Determining how approximately $58 billion will be spent – which is one way to look at the current state budget negotiations — is never easy. And it’s often confusing. Especially to those not involved in the process.
That’s why Garden State Initiative recently launched “Between the Lines” — what the group is calling a user-friendly budget transparency website.
The right-of-center think tank said njbudget.com will have easy-to-use tools designed to provide transparency to the state budget for citizens and journalists curious about how and where taxpayer dollars are being directed.
GSI Chair Regina Egea – a former state treasurer – broke down the process and the need for such a site.
“Each year special line-items are embedded within the governor’s budget proposal and then, near the end of the budget negotiations, the legislature unveils their own special funding for specific nonprofits and local government projects,” she said. “Last year’s state budget was 583 pages long and included nearly five-hundred specific line items representing almost $800 million in funding for local governments and nonprofit organizations without any public process or merit-based criteria.
“Resolutions, which are required in order to explain and justify this special treatment, were not made available last year until well after the budget was adopted. Even more frustrating, these bare-bones resolutions never explain why it is necessary to direct funds to these special organizations circumventing their own government department’s review process.”
The site allows anyone to search how much their county, their legislative district, their municipality, or any individual organization receives in tax dollars from this unsupervised portion of the state budgets in 2024, 2025, and the governor’s proposed 2026 budget.
GSI President Audrey Lane said this new tool will allow for greater scrutiny on the funding of these special line items and assist citizens who want to provide feedback to their legislators on the proposed budget resolutions prior to final adoption in June.

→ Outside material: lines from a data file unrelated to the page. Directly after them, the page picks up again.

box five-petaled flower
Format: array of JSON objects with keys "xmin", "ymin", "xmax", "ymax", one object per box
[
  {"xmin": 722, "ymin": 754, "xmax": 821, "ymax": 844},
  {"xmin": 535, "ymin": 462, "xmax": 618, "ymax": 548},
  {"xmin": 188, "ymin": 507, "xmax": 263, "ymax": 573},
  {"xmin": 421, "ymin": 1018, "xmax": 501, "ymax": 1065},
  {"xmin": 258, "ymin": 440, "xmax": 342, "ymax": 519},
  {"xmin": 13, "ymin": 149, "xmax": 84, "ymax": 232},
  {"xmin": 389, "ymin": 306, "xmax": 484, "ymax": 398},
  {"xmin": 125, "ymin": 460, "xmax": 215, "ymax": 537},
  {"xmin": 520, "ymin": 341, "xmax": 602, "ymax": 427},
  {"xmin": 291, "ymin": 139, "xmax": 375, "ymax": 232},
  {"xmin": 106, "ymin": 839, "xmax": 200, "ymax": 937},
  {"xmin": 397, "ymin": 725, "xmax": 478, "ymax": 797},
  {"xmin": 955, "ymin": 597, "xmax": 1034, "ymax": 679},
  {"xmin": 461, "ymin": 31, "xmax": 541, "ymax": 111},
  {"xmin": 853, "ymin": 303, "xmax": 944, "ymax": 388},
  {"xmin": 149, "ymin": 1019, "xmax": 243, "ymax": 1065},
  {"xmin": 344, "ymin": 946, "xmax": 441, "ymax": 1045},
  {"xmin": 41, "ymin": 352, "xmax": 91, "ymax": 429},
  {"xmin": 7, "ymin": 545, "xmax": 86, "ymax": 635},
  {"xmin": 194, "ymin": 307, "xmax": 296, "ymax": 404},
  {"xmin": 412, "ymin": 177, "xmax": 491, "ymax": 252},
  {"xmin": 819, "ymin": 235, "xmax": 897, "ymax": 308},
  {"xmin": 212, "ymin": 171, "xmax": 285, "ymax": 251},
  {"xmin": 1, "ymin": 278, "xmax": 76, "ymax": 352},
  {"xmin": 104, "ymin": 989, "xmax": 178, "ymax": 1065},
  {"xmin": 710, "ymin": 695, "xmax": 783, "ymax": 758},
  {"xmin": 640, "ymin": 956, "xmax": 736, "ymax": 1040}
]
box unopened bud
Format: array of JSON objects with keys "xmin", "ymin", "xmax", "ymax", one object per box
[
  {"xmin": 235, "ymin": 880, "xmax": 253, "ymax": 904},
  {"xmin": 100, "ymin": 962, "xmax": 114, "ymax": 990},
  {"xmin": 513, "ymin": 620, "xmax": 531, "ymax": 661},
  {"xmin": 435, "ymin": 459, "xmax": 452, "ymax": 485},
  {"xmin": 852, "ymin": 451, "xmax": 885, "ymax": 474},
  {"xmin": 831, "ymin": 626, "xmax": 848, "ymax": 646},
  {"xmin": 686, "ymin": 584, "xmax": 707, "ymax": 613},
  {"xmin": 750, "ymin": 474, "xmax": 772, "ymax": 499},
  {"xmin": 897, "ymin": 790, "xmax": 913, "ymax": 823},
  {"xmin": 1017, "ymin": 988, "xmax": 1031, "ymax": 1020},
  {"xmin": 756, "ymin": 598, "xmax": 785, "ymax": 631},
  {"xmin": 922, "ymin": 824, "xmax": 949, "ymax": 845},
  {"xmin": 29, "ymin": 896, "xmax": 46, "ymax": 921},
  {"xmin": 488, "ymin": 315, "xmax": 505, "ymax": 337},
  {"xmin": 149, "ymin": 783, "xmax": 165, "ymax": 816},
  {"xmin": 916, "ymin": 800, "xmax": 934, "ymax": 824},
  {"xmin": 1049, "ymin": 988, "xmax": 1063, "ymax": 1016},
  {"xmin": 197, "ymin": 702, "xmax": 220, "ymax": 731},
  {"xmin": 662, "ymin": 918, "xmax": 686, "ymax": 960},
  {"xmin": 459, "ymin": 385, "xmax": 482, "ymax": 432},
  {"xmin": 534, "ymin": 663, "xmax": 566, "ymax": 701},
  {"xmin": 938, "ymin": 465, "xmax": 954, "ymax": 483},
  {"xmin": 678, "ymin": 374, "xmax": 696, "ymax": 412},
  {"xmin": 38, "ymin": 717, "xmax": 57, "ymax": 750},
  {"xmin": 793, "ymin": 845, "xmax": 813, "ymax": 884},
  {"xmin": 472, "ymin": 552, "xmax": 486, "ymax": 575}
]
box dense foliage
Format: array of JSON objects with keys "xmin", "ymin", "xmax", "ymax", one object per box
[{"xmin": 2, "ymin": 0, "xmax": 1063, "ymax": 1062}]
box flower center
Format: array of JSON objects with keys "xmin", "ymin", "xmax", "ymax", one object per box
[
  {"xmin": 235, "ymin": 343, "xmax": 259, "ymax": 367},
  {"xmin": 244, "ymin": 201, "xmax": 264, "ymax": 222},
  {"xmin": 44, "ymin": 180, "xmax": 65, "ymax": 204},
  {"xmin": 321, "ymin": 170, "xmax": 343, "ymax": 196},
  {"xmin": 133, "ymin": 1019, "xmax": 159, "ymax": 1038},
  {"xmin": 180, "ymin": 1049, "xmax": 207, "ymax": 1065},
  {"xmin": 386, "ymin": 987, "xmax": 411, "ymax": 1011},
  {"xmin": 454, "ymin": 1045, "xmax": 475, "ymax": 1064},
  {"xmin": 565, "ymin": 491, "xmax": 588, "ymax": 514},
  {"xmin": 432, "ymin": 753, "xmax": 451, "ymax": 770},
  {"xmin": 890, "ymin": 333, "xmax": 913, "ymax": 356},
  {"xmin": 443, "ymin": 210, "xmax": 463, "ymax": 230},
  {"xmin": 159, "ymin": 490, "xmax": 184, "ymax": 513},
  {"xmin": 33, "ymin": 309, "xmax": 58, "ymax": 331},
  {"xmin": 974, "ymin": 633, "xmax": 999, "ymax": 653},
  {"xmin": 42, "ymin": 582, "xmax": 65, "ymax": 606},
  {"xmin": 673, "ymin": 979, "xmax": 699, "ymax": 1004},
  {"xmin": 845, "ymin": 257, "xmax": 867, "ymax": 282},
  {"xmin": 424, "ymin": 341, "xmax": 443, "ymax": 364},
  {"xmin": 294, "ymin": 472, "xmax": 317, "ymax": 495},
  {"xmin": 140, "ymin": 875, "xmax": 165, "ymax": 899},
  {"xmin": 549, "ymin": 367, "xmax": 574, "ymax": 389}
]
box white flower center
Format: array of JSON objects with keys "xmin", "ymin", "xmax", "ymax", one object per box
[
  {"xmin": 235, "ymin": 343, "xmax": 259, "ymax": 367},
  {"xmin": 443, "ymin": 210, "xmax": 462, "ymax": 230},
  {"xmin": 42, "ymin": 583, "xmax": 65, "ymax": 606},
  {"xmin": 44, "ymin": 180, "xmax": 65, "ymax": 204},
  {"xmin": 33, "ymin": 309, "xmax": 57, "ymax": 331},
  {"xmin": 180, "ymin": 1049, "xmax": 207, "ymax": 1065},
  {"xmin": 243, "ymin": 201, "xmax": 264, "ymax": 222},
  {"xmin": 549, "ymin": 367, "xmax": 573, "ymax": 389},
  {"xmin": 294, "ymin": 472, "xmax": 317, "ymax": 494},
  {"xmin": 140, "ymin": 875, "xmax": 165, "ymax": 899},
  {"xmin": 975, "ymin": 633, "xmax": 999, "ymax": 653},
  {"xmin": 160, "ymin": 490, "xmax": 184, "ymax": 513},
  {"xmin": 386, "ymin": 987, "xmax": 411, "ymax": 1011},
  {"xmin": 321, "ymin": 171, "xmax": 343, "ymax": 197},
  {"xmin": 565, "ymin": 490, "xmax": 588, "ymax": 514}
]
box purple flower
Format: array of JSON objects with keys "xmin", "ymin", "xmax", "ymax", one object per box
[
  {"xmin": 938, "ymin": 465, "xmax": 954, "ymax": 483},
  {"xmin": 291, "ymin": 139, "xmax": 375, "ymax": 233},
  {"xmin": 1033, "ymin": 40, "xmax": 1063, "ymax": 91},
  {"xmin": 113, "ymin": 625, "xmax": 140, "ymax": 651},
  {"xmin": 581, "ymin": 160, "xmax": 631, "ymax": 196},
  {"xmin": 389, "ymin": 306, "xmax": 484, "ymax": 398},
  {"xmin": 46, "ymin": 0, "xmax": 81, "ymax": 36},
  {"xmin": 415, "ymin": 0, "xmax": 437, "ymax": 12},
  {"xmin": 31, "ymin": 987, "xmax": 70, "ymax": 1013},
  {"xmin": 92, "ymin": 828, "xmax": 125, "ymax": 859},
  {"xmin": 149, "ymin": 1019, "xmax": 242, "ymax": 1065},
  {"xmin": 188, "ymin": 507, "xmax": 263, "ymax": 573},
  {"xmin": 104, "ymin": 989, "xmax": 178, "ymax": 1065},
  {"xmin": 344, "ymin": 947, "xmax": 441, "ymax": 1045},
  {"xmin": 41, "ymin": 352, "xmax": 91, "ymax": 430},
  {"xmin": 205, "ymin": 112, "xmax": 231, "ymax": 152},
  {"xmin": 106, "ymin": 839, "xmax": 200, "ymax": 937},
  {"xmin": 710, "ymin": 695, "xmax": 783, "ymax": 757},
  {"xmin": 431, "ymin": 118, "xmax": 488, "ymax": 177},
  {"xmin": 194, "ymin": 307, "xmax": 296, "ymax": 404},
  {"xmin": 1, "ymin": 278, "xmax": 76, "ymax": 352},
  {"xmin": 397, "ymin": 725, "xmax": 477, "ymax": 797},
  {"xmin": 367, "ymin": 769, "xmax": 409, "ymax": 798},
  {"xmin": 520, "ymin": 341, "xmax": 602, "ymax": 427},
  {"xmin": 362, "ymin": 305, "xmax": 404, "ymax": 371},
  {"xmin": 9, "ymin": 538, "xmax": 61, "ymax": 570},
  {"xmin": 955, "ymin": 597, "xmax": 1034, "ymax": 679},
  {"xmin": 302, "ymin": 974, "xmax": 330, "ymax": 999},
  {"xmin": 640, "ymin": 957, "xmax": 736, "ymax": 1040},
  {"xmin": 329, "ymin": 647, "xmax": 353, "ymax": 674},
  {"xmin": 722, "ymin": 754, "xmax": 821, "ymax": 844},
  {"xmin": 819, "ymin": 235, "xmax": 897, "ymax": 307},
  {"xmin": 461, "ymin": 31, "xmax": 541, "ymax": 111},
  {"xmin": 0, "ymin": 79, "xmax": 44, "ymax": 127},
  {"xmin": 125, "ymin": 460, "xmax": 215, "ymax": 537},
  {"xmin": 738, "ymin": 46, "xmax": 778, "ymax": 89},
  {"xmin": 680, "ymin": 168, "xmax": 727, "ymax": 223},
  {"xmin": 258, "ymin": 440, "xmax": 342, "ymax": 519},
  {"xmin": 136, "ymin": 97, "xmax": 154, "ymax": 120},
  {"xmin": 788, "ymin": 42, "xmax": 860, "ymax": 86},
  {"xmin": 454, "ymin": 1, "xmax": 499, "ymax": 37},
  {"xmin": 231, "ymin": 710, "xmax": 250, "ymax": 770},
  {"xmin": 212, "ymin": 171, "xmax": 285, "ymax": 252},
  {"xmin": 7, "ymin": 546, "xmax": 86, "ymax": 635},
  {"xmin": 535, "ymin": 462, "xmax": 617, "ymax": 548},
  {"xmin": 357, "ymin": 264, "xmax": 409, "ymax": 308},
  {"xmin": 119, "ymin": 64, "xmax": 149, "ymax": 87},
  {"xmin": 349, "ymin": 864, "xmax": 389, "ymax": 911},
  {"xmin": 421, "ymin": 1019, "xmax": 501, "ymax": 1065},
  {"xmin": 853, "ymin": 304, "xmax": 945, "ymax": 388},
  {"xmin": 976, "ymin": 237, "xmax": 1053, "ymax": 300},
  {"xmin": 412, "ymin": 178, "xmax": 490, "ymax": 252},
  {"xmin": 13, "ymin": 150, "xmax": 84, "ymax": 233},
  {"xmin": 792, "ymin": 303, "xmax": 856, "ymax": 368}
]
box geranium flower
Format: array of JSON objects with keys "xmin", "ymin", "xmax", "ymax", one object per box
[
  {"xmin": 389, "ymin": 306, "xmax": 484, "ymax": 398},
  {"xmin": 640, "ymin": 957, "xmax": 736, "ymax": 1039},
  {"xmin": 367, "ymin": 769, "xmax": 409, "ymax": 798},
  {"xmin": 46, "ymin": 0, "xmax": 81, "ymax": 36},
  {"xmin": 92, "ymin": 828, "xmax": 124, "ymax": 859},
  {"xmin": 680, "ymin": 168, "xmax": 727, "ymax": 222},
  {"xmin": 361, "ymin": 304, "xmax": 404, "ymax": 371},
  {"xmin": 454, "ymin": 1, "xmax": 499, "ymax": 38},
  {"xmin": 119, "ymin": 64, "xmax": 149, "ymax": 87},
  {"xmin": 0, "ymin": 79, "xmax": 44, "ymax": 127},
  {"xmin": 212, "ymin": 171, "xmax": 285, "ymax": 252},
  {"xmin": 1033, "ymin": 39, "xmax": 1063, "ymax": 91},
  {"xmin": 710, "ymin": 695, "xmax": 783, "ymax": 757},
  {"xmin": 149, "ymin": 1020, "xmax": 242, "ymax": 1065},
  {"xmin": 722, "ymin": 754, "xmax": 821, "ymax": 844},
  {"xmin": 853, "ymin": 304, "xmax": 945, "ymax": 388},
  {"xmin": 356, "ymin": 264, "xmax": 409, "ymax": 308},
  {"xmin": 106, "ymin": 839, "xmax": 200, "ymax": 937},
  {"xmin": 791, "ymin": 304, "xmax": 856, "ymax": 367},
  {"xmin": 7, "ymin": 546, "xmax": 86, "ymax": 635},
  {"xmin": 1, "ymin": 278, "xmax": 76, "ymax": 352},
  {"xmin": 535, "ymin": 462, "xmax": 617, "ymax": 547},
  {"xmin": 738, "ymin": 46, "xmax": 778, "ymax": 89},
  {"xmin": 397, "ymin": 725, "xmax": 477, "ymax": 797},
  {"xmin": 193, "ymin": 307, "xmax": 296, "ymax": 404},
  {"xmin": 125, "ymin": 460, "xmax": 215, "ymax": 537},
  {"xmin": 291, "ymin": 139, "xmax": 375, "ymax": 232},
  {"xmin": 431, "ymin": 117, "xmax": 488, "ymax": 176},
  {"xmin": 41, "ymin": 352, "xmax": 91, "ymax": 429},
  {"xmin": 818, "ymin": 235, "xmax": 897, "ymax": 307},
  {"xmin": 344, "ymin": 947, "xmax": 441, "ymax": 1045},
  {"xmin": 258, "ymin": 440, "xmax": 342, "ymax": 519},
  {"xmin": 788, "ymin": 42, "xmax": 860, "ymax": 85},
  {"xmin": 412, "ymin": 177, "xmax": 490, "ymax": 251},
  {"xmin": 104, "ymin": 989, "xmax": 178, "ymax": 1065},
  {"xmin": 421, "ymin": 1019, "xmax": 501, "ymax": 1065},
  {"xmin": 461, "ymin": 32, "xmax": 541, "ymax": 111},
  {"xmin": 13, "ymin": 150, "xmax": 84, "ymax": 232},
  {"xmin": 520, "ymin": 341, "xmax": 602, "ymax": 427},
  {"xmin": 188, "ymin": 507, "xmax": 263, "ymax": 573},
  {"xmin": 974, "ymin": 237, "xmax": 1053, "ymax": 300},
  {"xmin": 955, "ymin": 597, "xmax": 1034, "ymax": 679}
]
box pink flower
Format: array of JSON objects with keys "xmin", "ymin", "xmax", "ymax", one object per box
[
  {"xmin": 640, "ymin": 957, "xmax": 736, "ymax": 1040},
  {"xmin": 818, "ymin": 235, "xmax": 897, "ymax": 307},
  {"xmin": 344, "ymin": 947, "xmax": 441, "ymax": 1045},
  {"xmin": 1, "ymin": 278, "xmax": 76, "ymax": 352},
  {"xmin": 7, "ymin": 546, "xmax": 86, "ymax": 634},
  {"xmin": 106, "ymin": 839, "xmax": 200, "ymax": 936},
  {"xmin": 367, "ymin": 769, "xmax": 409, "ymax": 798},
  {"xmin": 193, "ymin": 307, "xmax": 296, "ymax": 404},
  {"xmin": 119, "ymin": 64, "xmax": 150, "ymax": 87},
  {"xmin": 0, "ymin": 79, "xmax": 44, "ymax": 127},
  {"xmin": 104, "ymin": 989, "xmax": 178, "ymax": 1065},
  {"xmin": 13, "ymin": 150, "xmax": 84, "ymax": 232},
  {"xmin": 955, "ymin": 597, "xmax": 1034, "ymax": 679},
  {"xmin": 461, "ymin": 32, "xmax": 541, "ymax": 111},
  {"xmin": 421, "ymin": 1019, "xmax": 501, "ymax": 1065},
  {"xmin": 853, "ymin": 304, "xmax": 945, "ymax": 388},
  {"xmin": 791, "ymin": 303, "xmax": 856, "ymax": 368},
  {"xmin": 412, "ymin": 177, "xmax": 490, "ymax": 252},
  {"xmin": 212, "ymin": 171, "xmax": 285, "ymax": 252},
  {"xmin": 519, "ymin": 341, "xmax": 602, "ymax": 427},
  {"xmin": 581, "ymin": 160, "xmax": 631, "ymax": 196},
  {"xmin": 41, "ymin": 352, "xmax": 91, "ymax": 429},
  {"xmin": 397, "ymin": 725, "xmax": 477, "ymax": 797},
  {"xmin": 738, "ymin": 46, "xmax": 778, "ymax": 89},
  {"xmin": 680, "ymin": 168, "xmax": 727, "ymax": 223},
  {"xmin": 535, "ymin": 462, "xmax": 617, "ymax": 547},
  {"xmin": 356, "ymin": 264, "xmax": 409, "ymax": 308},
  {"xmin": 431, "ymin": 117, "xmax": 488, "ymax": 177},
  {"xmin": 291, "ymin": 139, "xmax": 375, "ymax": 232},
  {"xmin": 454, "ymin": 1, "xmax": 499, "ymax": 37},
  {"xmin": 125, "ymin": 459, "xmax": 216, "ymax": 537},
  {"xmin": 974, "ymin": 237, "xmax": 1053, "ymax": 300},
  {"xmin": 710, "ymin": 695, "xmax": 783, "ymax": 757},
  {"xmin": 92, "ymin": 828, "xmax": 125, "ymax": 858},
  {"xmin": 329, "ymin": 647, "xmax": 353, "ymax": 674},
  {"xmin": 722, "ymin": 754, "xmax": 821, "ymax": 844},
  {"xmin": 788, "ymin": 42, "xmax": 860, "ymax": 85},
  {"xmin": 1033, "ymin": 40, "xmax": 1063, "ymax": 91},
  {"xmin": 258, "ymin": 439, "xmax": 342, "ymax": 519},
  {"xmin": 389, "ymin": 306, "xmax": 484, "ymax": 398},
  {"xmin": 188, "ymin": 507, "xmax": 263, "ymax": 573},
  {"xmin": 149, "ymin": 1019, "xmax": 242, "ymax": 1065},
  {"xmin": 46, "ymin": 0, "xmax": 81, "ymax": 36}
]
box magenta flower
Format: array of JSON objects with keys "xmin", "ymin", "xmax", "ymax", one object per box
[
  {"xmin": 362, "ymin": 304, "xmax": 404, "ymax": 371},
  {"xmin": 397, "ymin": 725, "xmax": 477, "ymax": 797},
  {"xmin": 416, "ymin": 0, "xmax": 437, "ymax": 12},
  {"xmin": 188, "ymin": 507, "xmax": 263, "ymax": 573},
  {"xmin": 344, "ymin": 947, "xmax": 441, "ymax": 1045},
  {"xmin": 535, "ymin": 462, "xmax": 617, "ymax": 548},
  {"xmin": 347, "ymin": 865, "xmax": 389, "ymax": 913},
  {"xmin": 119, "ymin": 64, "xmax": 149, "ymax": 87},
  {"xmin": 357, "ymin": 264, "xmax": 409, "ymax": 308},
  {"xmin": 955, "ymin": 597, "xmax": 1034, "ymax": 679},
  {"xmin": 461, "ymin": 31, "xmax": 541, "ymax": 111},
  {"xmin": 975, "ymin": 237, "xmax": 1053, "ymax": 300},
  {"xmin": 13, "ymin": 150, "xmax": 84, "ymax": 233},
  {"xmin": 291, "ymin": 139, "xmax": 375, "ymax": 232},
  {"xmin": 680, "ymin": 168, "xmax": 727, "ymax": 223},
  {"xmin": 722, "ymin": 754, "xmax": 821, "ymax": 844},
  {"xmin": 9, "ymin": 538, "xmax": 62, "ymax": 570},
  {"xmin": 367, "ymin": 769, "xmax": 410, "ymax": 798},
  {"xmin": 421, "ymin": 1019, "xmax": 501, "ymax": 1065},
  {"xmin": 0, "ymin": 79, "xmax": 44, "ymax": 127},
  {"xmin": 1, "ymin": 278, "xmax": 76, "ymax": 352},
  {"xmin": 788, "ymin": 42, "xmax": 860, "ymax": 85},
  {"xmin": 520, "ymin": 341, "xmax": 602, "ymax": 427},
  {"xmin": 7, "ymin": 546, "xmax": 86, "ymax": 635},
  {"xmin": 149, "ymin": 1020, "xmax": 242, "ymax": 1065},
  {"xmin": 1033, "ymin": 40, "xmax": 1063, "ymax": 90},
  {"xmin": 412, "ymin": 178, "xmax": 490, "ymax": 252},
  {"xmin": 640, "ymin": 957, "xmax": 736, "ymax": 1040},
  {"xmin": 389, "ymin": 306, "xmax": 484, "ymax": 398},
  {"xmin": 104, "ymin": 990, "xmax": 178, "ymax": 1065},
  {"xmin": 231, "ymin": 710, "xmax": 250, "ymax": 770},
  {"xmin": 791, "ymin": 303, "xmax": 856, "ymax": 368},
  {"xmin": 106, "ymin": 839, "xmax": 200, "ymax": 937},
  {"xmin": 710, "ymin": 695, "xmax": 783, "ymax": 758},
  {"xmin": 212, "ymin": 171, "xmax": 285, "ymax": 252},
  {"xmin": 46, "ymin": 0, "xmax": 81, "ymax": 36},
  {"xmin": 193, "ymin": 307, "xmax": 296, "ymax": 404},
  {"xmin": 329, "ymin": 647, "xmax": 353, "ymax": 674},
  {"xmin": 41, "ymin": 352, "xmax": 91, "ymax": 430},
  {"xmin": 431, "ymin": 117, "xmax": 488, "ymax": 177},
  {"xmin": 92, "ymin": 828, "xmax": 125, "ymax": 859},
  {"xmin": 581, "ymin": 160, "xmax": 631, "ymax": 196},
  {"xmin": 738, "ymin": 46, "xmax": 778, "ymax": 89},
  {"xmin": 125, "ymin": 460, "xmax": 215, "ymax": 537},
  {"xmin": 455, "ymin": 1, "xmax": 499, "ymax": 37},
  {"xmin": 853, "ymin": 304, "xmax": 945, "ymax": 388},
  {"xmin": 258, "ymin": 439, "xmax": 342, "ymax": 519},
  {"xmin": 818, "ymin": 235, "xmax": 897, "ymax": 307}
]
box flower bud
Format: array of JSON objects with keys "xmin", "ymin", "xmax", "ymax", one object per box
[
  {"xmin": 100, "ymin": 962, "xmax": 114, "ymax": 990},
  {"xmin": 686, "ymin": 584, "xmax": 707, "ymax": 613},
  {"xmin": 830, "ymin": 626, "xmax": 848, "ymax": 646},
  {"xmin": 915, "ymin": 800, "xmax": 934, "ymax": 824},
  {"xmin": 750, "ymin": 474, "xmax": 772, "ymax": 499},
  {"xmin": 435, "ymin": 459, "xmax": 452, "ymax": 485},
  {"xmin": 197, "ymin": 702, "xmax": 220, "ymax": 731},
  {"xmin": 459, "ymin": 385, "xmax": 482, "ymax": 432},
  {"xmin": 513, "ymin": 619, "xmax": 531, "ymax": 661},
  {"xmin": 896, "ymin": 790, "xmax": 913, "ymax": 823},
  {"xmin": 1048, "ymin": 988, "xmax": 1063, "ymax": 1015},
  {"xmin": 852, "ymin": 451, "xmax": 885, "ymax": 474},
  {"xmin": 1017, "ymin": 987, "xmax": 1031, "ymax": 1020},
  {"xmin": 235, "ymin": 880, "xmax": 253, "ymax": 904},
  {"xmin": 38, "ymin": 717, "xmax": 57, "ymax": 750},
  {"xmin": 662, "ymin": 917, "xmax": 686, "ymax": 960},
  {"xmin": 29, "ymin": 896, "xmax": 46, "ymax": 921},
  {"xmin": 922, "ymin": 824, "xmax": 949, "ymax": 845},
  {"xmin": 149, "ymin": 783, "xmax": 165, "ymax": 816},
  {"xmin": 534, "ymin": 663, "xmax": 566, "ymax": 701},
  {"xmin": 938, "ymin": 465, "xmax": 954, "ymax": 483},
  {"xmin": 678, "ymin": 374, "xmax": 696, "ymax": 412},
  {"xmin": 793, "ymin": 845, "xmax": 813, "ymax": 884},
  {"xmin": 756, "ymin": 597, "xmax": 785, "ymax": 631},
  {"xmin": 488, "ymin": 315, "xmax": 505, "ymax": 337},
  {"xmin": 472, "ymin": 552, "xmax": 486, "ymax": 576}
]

“Last year there was much consternation about hundreds of earmarks in Trenton — that were added by individual legislators, but lacked any standard applications or criteria,” she said.
According to Lane, the project was the result of conversations with journalists and other good government advocates around the state about the limited transparency around New Jersey’s FY2025 budget, particularly in the wake of revisions to the state’s Open Public Records Act.
Lane said she hopes the site will provide more transparency around the budget and that GSI has plans to expand the site with more budget analysis in the future.
“New Jerseyans deserve to understand how their tax dollars are being directed,” she said. “We believe that this website will play a key role in providing that transparency and accountability to our citizens.”
The funding for the website was made possible by a grant from the NJ Civic Information Consortium, an independent, 501(c)(3) nonprofit organization funded by the legislature, aimed at meeting the evolving information needs of New Jersey’s communities.